The Peruvian presidential election remains too close to call, with the outcome resting on the knife-edge of public safety concerns. As the Andean nation grapples with rising crime and political instability, British investors are increasingly nervous about their exposure to a market that was once a beacon of fiscal rectitude.
For decades, Peru was a darling of emerging market portfolios: prudent fiscal management, a central bank that kept inflation on a leash, and a steady inflow of capital from London’s fund managers. Gilt yields in London may have been anaemic, but Peru’s sovereign bonds offered a healthy spread with what seemed like manageable risk. That narrative is now being rewritten.
The two leading candidates, Keiko Fujimori and Pedro Castillo, offer starkly different visions for the economy. Fujimori, a free-market conservative, promises to maintain the orthodox policies that have underpinned growth. Castillo, a left-wing trade unionist, threatens to nationalise key industries and rewrite the constitution. The market’s preference is clear. But it is insecurity, not ideology, that may decide the winner.

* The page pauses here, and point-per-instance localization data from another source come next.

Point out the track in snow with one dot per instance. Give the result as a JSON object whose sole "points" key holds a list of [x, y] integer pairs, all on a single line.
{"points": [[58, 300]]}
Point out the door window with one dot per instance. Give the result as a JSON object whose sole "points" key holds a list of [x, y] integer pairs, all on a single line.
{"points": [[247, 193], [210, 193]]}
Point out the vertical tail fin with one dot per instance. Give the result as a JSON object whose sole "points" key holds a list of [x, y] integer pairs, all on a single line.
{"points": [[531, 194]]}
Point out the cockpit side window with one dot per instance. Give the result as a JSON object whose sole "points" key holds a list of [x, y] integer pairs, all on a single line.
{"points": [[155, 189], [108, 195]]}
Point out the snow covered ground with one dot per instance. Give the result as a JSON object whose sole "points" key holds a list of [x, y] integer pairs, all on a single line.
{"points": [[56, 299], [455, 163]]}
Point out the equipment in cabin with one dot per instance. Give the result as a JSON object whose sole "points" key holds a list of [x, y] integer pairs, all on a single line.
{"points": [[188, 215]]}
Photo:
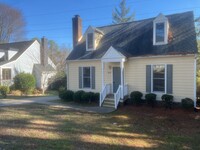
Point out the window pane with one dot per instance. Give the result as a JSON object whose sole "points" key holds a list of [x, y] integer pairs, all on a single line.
{"points": [[6, 74], [159, 78], [90, 40], [159, 71], [86, 71], [159, 85], [86, 82], [160, 32], [86, 77]]}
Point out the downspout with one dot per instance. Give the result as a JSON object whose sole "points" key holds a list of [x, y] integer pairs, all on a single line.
{"points": [[195, 81]]}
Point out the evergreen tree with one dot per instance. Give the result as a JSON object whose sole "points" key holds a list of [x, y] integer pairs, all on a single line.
{"points": [[121, 15]]}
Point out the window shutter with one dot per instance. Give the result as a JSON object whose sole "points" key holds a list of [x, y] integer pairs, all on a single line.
{"points": [[169, 79], [148, 78], [93, 77], [80, 78]]}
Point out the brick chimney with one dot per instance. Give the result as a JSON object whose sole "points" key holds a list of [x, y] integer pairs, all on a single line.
{"points": [[77, 29], [43, 51]]}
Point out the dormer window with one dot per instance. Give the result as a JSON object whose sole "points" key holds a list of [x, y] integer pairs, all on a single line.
{"points": [[160, 30], [90, 41]]}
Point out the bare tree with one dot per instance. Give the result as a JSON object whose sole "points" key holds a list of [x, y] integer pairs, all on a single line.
{"points": [[12, 24], [58, 55]]}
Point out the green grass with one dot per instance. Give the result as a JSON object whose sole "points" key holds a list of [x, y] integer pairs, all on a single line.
{"points": [[43, 127], [60, 101], [21, 97]]}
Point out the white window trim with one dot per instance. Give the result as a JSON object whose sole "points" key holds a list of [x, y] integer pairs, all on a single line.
{"points": [[166, 31], [165, 90], [10, 73], [90, 78], [90, 49]]}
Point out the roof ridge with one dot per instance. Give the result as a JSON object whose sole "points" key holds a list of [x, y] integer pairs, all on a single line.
{"points": [[144, 19], [17, 42]]}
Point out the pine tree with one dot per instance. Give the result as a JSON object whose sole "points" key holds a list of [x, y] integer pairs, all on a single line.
{"points": [[121, 15]]}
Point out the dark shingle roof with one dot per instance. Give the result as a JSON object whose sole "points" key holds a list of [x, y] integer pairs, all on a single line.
{"points": [[136, 39], [20, 47]]}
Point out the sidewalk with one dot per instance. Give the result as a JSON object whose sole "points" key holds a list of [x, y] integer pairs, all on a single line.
{"points": [[47, 101]]}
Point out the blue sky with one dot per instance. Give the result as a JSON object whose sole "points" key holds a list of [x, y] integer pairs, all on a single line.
{"points": [[52, 18]]}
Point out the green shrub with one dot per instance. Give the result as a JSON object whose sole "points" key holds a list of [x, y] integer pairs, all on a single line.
{"points": [[86, 97], [151, 99], [78, 96], [168, 100], [62, 88], [66, 95], [136, 97], [16, 92], [4, 91], [187, 103], [24, 82], [37, 91], [12, 87]]}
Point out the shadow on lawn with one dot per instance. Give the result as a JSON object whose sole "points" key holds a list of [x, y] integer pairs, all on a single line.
{"points": [[43, 127]]}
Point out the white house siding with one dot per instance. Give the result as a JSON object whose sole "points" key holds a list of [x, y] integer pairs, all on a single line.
{"points": [[135, 74], [73, 75], [183, 74]]}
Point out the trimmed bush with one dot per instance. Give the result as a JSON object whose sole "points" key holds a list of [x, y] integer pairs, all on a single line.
{"points": [[66, 95], [37, 91], [151, 99], [136, 97], [12, 87], [187, 103], [78, 96], [86, 97], [24, 82], [4, 91], [168, 100]]}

Peru’s homicide rate has surged by 30% in the past year. The police force is underfunded and overwhelmed. Corruption scandals have eroded trust in institutions. The middle class, which expanded rapidly during the commodities boom, now feels under siege. Voters are fleeing to the candidate they trust to restore order.
For British investors, the stakes are high. UK firms have over £5 billion in direct investment in Peru, concentrated in mining, energy, and infrastructure. The London Stock Exchange lists several Peruvian companies, and pension funds hold significant quantities of Peruvian sovereign debt. A victory for Castillo could trigger capital flight, a sharp devaluation of the sol, and potentially a default on dollar-denominated bonds.
But even a Fujimori win is no panacea. The country remains deeply polarised. Congress is fragmented. Passing any meaningful reform will be a Herculean task. The next government will inherit a fiscal deficit of 8% of GDP and a public debt ratio that has doubled since the pandemic.
The Bank of England may need to factor in Peruvian risk when setting monetary policy. If the sol collapses, emerging market contagion could spill over into other holdings, triggering margin calls and liquidity crunches in London. The Chancellor will be watching closely, but his options are limited. The UK cannot bail out Peru; nor can it force the Peruvian central bank to raise rates.
So what is the bottom line? Investors should brace for volatility. The Peruvian sol will remain under pressure. Bond spreads will widen. Some fund managers may choose to cut their losses and exit. But those with a longer horizon might see value in the rubble, provided the next government can restore confidence.
Insecurity has always been a killer of economic growth. In Peru, it may now have claimed the election too. Whether British capital will remain patient is another question entirely.